It's becoming depressingly familiar: Bankers joke openly in emails about a toxic investment they're creating. Bankers sell said toxic investment to clients while betting against it. Everybody loses money, nobody goes to jail. Rinse, repeat, crash the economy.

The latest round of emails was produced in a lawsuit by a Chinese bank suing Morgan Stanley over a $500 million subprime-mortgage collateralized debt obligation the bank created and marketed as "Stack 2006-1." ProPublica's Jesse Eisinger writes that documents in the case show Morgan Stanley bankers had very different ideas about what it should be called.

Those names, according to internal emails from early 2007 unearthed in the case, included "Shitbag," "Nuclear Holocaust," "Subprime Meltdown" and "Mike Tyson's Punchout."

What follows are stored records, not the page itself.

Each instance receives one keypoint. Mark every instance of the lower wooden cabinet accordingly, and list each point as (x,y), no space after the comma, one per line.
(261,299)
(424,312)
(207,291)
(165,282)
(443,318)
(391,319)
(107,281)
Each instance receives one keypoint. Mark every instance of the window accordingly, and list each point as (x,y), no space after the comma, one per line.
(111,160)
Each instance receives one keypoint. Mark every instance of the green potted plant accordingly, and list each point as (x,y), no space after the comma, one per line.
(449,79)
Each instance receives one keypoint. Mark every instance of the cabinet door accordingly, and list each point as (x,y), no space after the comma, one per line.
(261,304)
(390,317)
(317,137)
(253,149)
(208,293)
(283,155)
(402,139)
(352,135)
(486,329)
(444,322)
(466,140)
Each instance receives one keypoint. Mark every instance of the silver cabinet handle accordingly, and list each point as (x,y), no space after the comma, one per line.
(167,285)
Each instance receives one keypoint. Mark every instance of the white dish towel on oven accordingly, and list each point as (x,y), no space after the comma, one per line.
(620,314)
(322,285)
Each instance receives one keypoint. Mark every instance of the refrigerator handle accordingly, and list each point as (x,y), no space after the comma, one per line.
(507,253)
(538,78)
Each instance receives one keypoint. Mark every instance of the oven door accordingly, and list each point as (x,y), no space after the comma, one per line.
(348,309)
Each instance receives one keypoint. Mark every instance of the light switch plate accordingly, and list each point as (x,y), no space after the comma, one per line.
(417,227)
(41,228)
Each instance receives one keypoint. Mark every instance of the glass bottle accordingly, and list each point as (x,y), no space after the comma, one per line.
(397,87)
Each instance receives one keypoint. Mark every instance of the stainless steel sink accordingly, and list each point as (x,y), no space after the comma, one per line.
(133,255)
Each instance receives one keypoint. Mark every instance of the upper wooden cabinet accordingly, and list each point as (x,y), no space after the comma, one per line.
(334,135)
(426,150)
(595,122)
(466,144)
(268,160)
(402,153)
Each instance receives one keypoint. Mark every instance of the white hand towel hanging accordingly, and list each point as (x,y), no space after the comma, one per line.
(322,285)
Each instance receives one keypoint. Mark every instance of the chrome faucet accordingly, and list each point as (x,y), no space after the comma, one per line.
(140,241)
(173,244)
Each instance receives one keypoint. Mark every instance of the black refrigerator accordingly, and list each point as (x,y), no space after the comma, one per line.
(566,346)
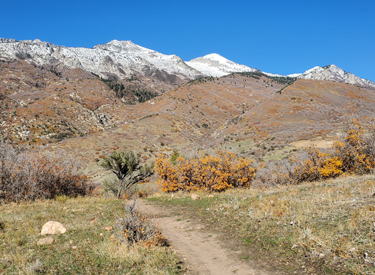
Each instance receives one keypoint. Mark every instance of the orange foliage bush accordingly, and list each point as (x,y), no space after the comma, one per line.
(353,153)
(217,172)
(316,166)
(356,149)
(29,176)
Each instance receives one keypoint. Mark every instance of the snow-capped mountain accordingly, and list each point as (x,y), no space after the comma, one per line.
(216,65)
(120,58)
(124,58)
(334,73)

The bankers were clearly kidding. They floated some nice names, too, before settling on "Stack." More troubling is what the rest of the documents show, according to Eisinger: Morgan Stanley was stacking its shitbags of subprime garbage high while knowing full well that the whole thing was sure to topple and make a huge mess:

People across the bank understood that the American housing market was in trouble. They took advantage of that knowledge to create and then bet against securities and then also to unload garbage investments on unsuspecting buyers.

So why aren't any of these people in jail? For one thing, they have a fairly sturdy defense. Morgan Stanley says the Chinese bank and other investors were big boys in the big leagues and should have known what they were buying. The bank says it warned investors in offering documents that they might bet against the CDOs they were creating. And Morgan Stanley also points out that it owned a chunk of Stack and lost money on it. It also lost money when it got caught holding too many subprime shitbags when the crisis erupted.

U.S. officials have been spooked enough by these defenses to stay far, far away from criminal charges in any of these cases, as a "Frontline" documentary Tuesday night showed again in depressing detail.

In order to prove that these bankers committed fraud, prosecutors would have to prove criminal intent. Apparently the many documents that have turned up already -- in this case and in the case of the Goldman Sachs ABACUS CDO and the various lawsuits against Bear Stearns for creating CDOs its bankers described in emails as "dog" and "shit breather" and "sack of shit" -- are not enough to prove criminal intent.

But at the same time, as Frontline reporter Martin Smith noted in an online chat today, many of the whistleblowers Frontline contacted had not been approached by the government for years, suggesting it was not exactly eager to bring charges.

So for now we will have to be satisfied with the pile of civil lawsuits mounting against the banks, which occasionally turn up email troves like this Chinese bank's suit did. We can hope that some shred of this evidence will be enough to send somebody to jail, because the civil fines and settlements are hardly the cost of doing business for these banks -- they are certainly not a deterrent against future malfeasance. If they were, then bank shares would not have soared last year, beating every other industry in the market.

But we probably shouldn't hold our breath. Except when we get close to these shitbags.